“How long have you been here?” Agent Lacoste asked Pierre.

“Twenty years,” he said.

“That’s a round figure,” Lacoste pointed out. “I need it exact.”

The maître d’ thought. “I came right out of school. It started as a summer job, but I never left.”

He smiled. It was something Lacoste realized she hadn’t seen. He always looked so serious. Granted, she’d only known him for a few hours, after a guest had been brutally murdered in his hotel. Not much opportunity for hilarity. But he smiled now.

It was a charming smile, without artifice. He wasn’t what she’d call an attractive man, not someone you’d pick out at a party or notice across a room. He was slim, medium height, pleasant, refined even. He carried himself well, as though born to be a maître d,’ or a multi-millionaire.

There was an ease about him. He was an adult, she realized. Not a child in adult’s clothing, like so many people she knew. This man was mature. It was relaxing to be around him.

He ran his Manoir in much the same way Chief Inspector Gamache ran homicide. There was order, calm, warmth about the Manoir Bellechasse, radiating from the three adults who ran it, and impressing the young adults who worked there. They learned more than another language from these people, Lacoste knew. Just as she learned more than homicide investigation from Chief Inspector Gamache.

“How long ago did you come here?” she asked again.

“Twenty-four years.” The number surprised him.

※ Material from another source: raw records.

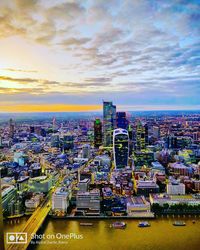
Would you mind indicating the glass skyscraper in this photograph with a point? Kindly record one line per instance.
(97, 133)
(120, 148)
(109, 122)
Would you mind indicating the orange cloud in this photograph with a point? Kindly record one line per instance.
(49, 108)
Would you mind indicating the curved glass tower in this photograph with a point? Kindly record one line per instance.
(120, 148)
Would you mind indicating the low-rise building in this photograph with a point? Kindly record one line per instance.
(88, 200)
(60, 199)
(137, 205)
(175, 188)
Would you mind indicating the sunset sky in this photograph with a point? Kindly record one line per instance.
(70, 55)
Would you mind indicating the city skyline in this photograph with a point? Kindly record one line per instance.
(69, 55)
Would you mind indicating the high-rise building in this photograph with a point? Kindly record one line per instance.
(146, 134)
(97, 133)
(121, 120)
(60, 199)
(109, 122)
(140, 136)
(67, 141)
(11, 128)
(86, 151)
(120, 148)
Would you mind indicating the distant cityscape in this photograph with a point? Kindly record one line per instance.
(116, 165)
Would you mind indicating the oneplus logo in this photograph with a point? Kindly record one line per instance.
(16, 238)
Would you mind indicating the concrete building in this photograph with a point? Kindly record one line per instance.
(9, 193)
(88, 200)
(175, 188)
(146, 187)
(137, 205)
(60, 199)
(83, 185)
(40, 184)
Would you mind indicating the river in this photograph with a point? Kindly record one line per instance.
(162, 235)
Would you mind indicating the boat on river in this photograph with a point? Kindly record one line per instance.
(119, 225)
(179, 223)
(86, 224)
(144, 224)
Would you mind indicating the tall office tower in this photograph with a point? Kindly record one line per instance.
(86, 151)
(97, 133)
(120, 148)
(121, 120)
(55, 140)
(68, 141)
(146, 130)
(130, 135)
(109, 122)
(1, 142)
(156, 132)
(140, 136)
(11, 128)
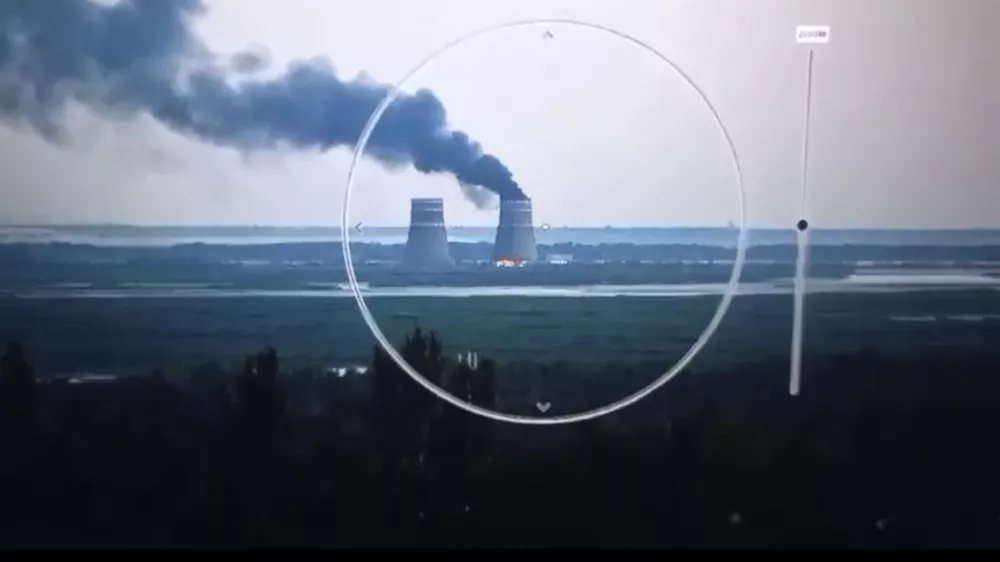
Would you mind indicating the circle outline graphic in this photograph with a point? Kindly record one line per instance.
(713, 324)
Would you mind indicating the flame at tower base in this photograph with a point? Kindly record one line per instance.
(427, 238)
(515, 240)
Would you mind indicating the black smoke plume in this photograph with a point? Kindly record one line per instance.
(140, 57)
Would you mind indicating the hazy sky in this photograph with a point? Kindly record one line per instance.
(905, 118)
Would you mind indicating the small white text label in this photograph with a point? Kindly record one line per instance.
(812, 34)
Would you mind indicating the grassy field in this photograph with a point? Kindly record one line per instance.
(139, 334)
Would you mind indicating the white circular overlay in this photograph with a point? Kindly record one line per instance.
(685, 360)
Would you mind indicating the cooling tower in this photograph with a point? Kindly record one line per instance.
(515, 240)
(427, 240)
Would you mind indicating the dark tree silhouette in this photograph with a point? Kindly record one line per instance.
(18, 401)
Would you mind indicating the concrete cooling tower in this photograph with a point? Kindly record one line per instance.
(515, 242)
(427, 240)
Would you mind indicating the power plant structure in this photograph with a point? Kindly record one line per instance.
(427, 238)
(515, 241)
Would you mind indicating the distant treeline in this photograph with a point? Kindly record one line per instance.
(880, 451)
(329, 253)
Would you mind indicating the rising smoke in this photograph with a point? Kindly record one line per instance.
(140, 57)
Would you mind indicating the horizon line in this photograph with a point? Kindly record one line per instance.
(470, 226)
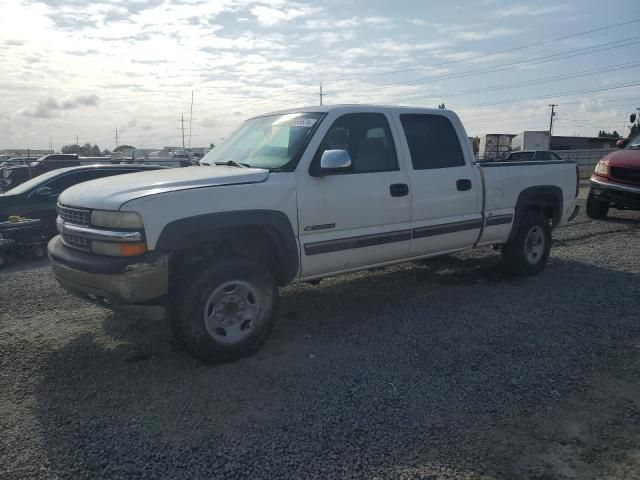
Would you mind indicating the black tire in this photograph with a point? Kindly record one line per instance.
(596, 208)
(528, 251)
(225, 292)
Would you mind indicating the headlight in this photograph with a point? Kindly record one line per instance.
(118, 249)
(602, 168)
(109, 219)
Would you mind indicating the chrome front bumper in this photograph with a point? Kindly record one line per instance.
(614, 186)
(126, 287)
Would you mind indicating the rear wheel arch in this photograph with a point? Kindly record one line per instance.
(264, 236)
(546, 199)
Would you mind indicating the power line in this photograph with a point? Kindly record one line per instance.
(500, 52)
(497, 68)
(538, 81)
(561, 94)
(320, 94)
(190, 122)
(182, 128)
(463, 60)
(553, 114)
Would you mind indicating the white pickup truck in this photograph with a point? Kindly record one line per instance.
(297, 196)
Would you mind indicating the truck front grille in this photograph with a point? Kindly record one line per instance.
(628, 175)
(75, 216)
(76, 242)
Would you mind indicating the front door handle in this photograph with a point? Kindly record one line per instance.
(399, 190)
(463, 184)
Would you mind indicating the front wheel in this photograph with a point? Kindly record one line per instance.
(528, 251)
(596, 208)
(227, 311)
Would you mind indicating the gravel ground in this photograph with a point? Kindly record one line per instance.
(450, 369)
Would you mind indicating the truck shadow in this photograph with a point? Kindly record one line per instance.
(384, 374)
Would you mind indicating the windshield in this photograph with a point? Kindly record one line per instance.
(266, 142)
(634, 144)
(34, 182)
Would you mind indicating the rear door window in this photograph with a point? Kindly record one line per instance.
(433, 142)
(367, 138)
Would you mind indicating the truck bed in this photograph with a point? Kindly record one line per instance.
(504, 184)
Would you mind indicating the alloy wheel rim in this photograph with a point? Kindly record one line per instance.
(232, 312)
(534, 245)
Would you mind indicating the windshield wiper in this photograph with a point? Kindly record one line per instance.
(233, 163)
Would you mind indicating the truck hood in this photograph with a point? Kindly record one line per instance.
(111, 193)
(624, 158)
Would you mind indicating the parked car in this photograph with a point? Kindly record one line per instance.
(21, 238)
(531, 156)
(16, 161)
(14, 176)
(294, 197)
(615, 182)
(37, 198)
(12, 162)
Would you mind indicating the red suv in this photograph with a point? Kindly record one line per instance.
(615, 183)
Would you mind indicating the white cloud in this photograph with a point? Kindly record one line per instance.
(528, 10)
(50, 106)
(270, 16)
(486, 34)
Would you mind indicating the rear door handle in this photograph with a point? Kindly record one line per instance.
(463, 184)
(399, 190)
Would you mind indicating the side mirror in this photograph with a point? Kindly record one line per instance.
(43, 192)
(622, 143)
(334, 161)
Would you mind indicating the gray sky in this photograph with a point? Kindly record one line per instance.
(78, 68)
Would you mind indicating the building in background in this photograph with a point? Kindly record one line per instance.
(582, 143)
(494, 145)
(531, 140)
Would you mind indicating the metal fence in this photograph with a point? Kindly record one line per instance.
(586, 158)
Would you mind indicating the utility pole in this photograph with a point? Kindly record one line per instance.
(182, 128)
(321, 94)
(553, 114)
(190, 122)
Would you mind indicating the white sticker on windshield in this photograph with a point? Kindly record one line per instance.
(303, 122)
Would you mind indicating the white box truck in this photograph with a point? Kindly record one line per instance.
(531, 140)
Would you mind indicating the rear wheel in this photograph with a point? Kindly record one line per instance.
(227, 311)
(38, 252)
(596, 208)
(528, 251)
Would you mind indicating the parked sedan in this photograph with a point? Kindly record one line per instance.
(531, 156)
(615, 183)
(37, 198)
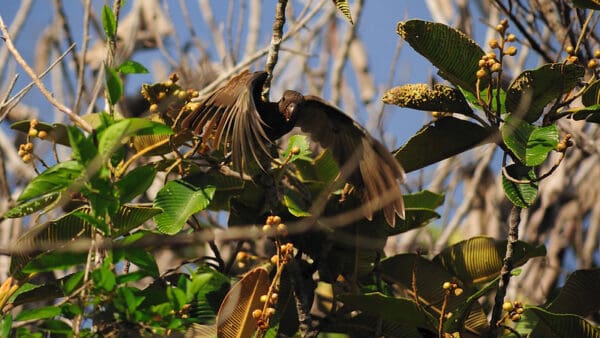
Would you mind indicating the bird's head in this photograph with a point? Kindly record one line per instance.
(290, 103)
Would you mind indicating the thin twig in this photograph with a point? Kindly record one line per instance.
(11, 47)
(513, 236)
(276, 40)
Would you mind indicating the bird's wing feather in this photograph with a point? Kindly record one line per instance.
(363, 160)
(228, 118)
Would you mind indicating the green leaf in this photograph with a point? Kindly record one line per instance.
(532, 90)
(565, 325)
(540, 143)
(480, 259)
(400, 310)
(115, 135)
(57, 178)
(428, 277)
(419, 96)
(580, 295)
(520, 194)
(38, 313)
(104, 278)
(516, 134)
(57, 260)
(177, 297)
(135, 183)
(109, 22)
(300, 142)
(179, 200)
(450, 50)
(343, 6)
(445, 138)
(29, 207)
(132, 67)
(114, 85)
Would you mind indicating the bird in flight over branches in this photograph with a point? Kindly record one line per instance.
(235, 117)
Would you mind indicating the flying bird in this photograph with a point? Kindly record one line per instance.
(235, 117)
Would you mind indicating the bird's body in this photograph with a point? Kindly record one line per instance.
(236, 117)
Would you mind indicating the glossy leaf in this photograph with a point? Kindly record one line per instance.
(135, 183)
(38, 313)
(532, 90)
(132, 67)
(520, 194)
(179, 200)
(428, 278)
(540, 143)
(31, 206)
(419, 96)
(57, 178)
(401, 310)
(448, 49)
(440, 140)
(235, 315)
(480, 259)
(565, 325)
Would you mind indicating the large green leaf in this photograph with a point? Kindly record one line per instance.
(440, 140)
(564, 325)
(179, 200)
(57, 178)
(540, 143)
(135, 182)
(401, 310)
(450, 50)
(520, 194)
(419, 96)
(532, 90)
(31, 206)
(115, 135)
(479, 259)
(428, 278)
(580, 295)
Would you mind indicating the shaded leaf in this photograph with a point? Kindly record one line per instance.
(38, 313)
(132, 67)
(57, 178)
(479, 259)
(419, 96)
(532, 90)
(179, 200)
(565, 325)
(29, 207)
(235, 315)
(520, 194)
(450, 50)
(401, 310)
(445, 138)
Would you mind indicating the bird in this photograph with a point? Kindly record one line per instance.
(235, 117)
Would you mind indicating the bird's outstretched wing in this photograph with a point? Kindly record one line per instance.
(365, 162)
(228, 118)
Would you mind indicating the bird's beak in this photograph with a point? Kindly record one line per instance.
(289, 111)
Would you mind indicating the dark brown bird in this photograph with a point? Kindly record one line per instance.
(234, 116)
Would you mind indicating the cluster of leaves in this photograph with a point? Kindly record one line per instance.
(80, 262)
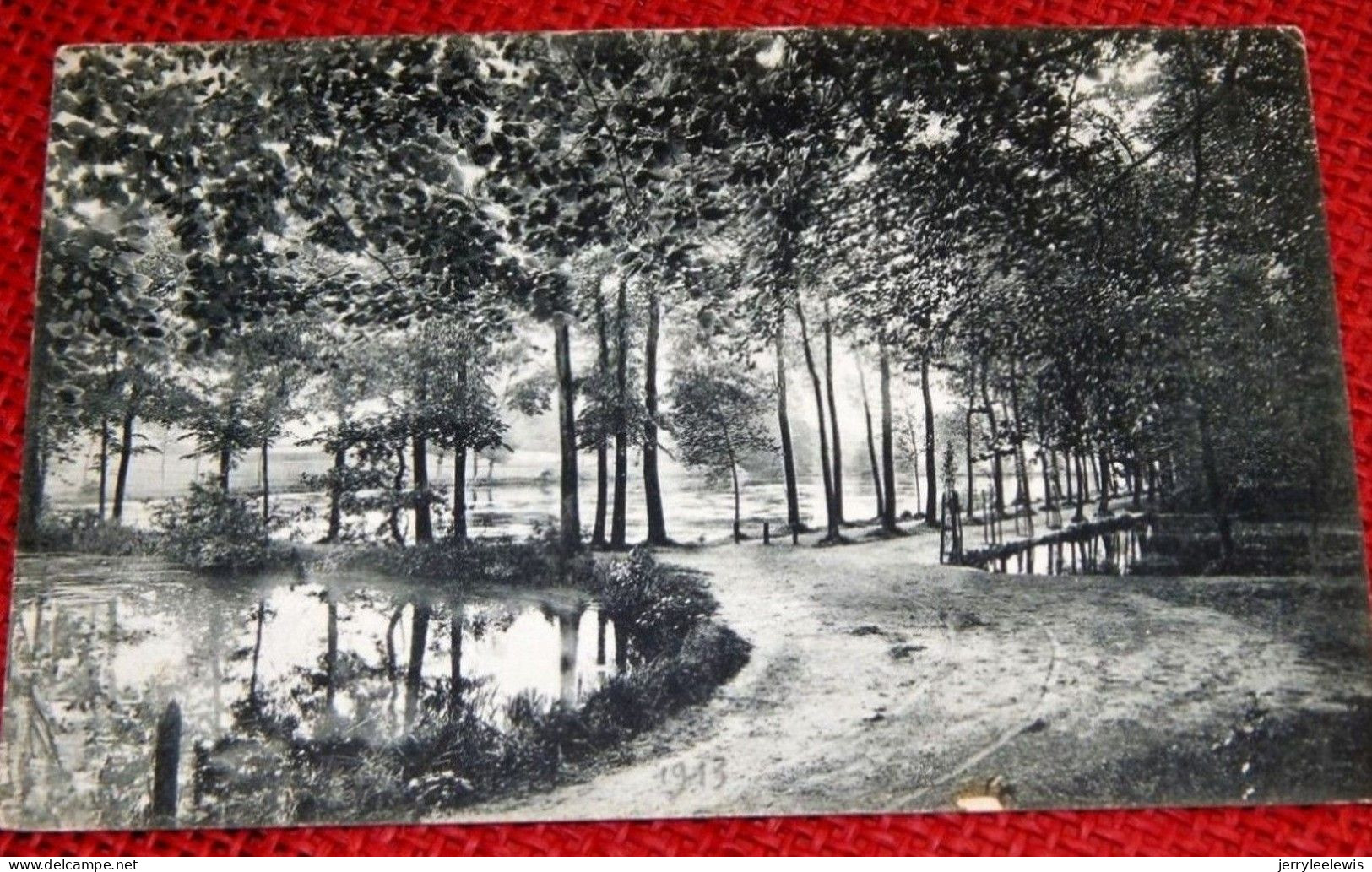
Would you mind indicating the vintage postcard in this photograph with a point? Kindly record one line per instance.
(659, 424)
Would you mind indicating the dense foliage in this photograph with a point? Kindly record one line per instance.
(1106, 246)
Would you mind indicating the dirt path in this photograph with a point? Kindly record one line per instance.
(881, 680)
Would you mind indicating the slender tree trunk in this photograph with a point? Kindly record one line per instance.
(397, 489)
(35, 468)
(972, 468)
(423, 514)
(833, 415)
(1047, 478)
(105, 461)
(1214, 489)
(619, 520)
(930, 461)
(267, 487)
(652, 487)
(888, 446)
(570, 518)
(121, 476)
(830, 517)
(788, 452)
(460, 494)
(1021, 459)
(998, 485)
(601, 439)
(336, 496)
(415, 669)
(871, 447)
(225, 465)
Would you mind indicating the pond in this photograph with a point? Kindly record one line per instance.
(99, 647)
(1106, 553)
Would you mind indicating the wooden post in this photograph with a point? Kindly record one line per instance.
(166, 757)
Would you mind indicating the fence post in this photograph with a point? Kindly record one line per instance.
(166, 757)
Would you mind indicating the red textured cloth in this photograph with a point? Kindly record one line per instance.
(1341, 61)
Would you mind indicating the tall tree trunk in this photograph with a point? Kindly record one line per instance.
(733, 470)
(105, 463)
(460, 494)
(601, 437)
(121, 476)
(833, 415)
(619, 520)
(1214, 487)
(415, 669)
(225, 465)
(1104, 481)
(871, 447)
(35, 468)
(336, 496)
(570, 518)
(267, 487)
(930, 459)
(397, 490)
(788, 452)
(1021, 461)
(972, 468)
(888, 446)
(998, 485)
(423, 514)
(830, 517)
(652, 487)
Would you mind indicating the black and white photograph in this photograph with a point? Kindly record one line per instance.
(663, 424)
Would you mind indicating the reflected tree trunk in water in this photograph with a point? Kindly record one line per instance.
(568, 630)
(603, 360)
(454, 657)
(331, 654)
(257, 653)
(336, 496)
(391, 671)
(415, 671)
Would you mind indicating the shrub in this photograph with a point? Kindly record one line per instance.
(213, 529)
(85, 533)
(653, 604)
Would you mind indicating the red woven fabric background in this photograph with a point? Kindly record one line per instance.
(1341, 59)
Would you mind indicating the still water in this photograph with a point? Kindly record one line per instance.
(99, 647)
(1112, 553)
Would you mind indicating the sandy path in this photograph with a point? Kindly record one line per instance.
(881, 680)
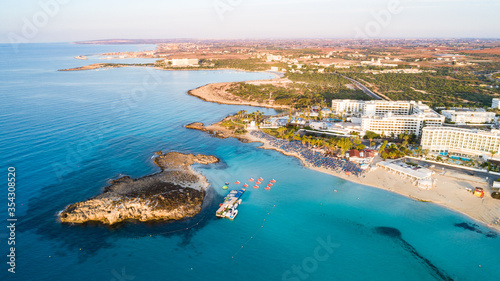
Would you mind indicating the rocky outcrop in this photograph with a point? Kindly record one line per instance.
(174, 193)
(216, 129)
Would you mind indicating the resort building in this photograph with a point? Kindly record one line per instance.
(420, 116)
(419, 176)
(347, 106)
(381, 108)
(495, 103)
(376, 107)
(182, 62)
(389, 117)
(468, 116)
(461, 142)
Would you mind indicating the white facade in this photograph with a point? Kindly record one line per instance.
(461, 141)
(412, 118)
(381, 108)
(495, 103)
(399, 124)
(182, 62)
(463, 117)
(347, 106)
(373, 107)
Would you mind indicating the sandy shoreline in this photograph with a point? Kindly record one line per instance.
(449, 193)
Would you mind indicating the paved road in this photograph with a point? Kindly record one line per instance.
(362, 87)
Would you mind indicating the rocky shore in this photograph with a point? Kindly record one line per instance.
(174, 193)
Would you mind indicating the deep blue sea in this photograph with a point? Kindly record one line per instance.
(68, 133)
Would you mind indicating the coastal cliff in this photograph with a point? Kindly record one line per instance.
(174, 193)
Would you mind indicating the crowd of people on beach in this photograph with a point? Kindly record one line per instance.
(311, 157)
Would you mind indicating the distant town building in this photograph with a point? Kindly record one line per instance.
(182, 62)
(468, 116)
(458, 141)
(390, 117)
(495, 103)
(347, 106)
(381, 108)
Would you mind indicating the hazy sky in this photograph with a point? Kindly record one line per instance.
(73, 20)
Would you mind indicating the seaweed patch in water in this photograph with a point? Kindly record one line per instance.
(474, 227)
(395, 234)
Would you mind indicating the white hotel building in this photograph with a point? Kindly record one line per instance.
(495, 103)
(390, 117)
(470, 142)
(467, 116)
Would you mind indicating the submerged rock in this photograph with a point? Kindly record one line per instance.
(174, 193)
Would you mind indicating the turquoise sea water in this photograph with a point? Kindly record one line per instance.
(68, 133)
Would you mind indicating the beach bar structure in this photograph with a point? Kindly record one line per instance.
(421, 177)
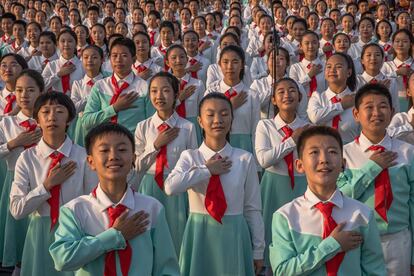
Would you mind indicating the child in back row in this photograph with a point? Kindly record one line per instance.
(324, 232)
(113, 230)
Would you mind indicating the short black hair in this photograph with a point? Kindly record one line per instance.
(372, 89)
(57, 98)
(105, 129)
(317, 131)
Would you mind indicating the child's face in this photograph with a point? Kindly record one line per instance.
(111, 157)
(215, 119)
(27, 92)
(321, 161)
(53, 118)
(374, 114)
(162, 95)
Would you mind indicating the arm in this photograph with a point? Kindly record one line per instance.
(286, 259)
(73, 249)
(252, 210)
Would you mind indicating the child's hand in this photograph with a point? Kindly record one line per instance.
(166, 137)
(347, 239)
(218, 166)
(348, 101)
(125, 101)
(25, 139)
(186, 93)
(384, 159)
(59, 174)
(66, 70)
(146, 74)
(239, 100)
(132, 226)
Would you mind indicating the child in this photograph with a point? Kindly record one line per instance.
(324, 232)
(92, 58)
(225, 225)
(401, 126)
(17, 133)
(244, 101)
(308, 71)
(47, 176)
(159, 140)
(60, 74)
(144, 67)
(390, 190)
(121, 97)
(10, 67)
(113, 219)
(333, 107)
(402, 65)
(275, 148)
(191, 90)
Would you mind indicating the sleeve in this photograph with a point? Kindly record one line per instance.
(286, 259)
(23, 199)
(372, 260)
(268, 154)
(185, 175)
(144, 150)
(94, 114)
(318, 112)
(252, 210)
(354, 182)
(73, 248)
(165, 259)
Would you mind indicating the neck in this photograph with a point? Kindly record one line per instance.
(115, 190)
(54, 140)
(215, 144)
(374, 138)
(323, 192)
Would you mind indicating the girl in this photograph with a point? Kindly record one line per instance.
(263, 86)
(60, 74)
(333, 107)
(92, 58)
(308, 72)
(197, 64)
(225, 222)
(402, 65)
(191, 90)
(47, 47)
(159, 140)
(47, 176)
(144, 66)
(383, 31)
(401, 126)
(244, 101)
(87, 219)
(275, 148)
(17, 133)
(10, 67)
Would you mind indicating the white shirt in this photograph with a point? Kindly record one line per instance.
(52, 68)
(147, 132)
(270, 150)
(240, 185)
(321, 111)
(9, 130)
(401, 128)
(81, 91)
(29, 195)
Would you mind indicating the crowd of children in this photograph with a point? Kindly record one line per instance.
(212, 137)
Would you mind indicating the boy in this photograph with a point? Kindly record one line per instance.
(112, 220)
(121, 97)
(324, 232)
(390, 191)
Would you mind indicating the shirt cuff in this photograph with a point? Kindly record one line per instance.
(112, 239)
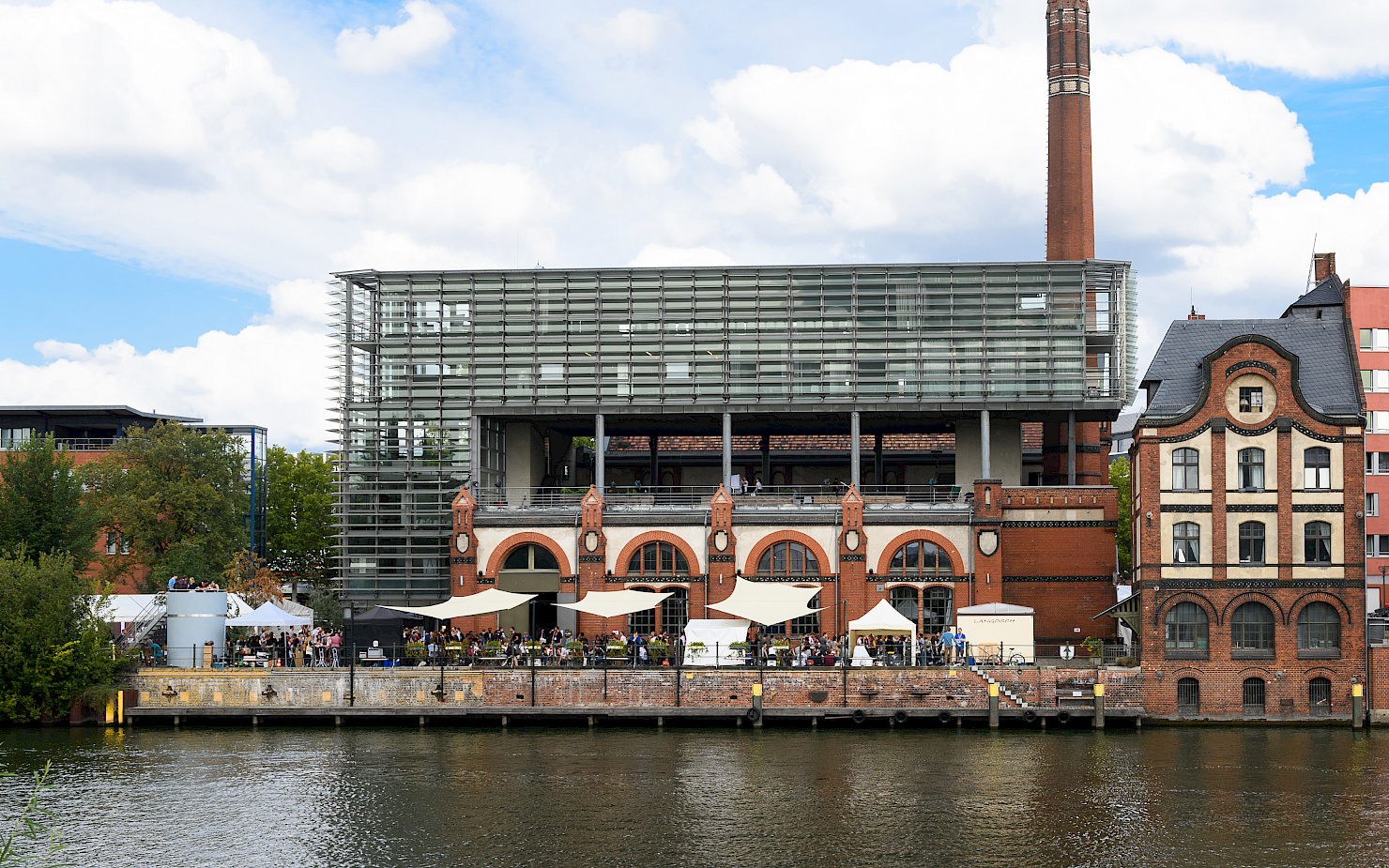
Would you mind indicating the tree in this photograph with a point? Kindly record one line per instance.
(176, 495)
(300, 521)
(1124, 532)
(42, 510)
(53, 646)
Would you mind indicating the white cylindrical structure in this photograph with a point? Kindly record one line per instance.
(194, 618)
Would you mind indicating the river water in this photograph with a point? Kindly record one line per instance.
(641, 798)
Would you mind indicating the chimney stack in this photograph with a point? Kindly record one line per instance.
(1325, 264)
(1070, 188)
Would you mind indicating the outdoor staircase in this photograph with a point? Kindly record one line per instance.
(1003, 692)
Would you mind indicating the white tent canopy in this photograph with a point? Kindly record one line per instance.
(613, 603)
(268, 616)
(483, 603)
(769, 602)
(881, 619)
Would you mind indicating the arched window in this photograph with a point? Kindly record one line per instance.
(1319, 631)
(1253, 697)
(920, 557)
(1186, 469)
(1317, 541)
(1188, 696)
(1186, 541)
(1319, 696)
(903, 601)
(659, 558)
(787, 558)
(1317, 468)
(643, 621)
(676, 611)
(1252, 631)
(1188, 632)
(531, 556)
(1250, 463)
(1252, 541)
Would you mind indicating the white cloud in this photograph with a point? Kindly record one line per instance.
(389, 49)
(272, 373)
(339, 150)
(628, 32)
(648, 164)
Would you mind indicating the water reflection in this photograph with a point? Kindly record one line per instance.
(1181, 798)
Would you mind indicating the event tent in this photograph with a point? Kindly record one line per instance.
(483, 603)
(613, 603)
(881, 619)
(769, 602)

“About the same time the chef arrived.”

“Was it?”

“Did you know each other before coming here?” she asked the maître d’.

“Who? Madame Dubois?”

“No, Chef Véronique.”

“Chef Véronique?” He seemed puzzled and suddenly Agent Lacoste understood. She stole a look at the chef, large, powerful, cubing meat with fast, practiced hands.

Her heart constricted as she felt for this woman. How long had she felt this way? Had she lived almost a quarter-century in this log lodge on the edge of Lac Massawippi with a man who didn’t return her feelings? What did that do to a person? And what happened to a love that was spread over time and in such isolation? Did it turn into something else?

Something capable of murder?

“How’re you doing?” Clara put her arms around her husband. He bent down and kissed her. They were dressing for dinner and it was their first chance to talk.

“It seems incredible,” Peter said, flopping into a chair, exhausted. Beauvoir had dropped off the suitcase from Gabri but it was filled with underwear, socks, Scotch and potato chips. No real clothes.

“We might as well have asked W. C. Fields to pack,” Peter said, as they sat eating chips and drinking Scotch in their clean underwear. But, actually, it felt good.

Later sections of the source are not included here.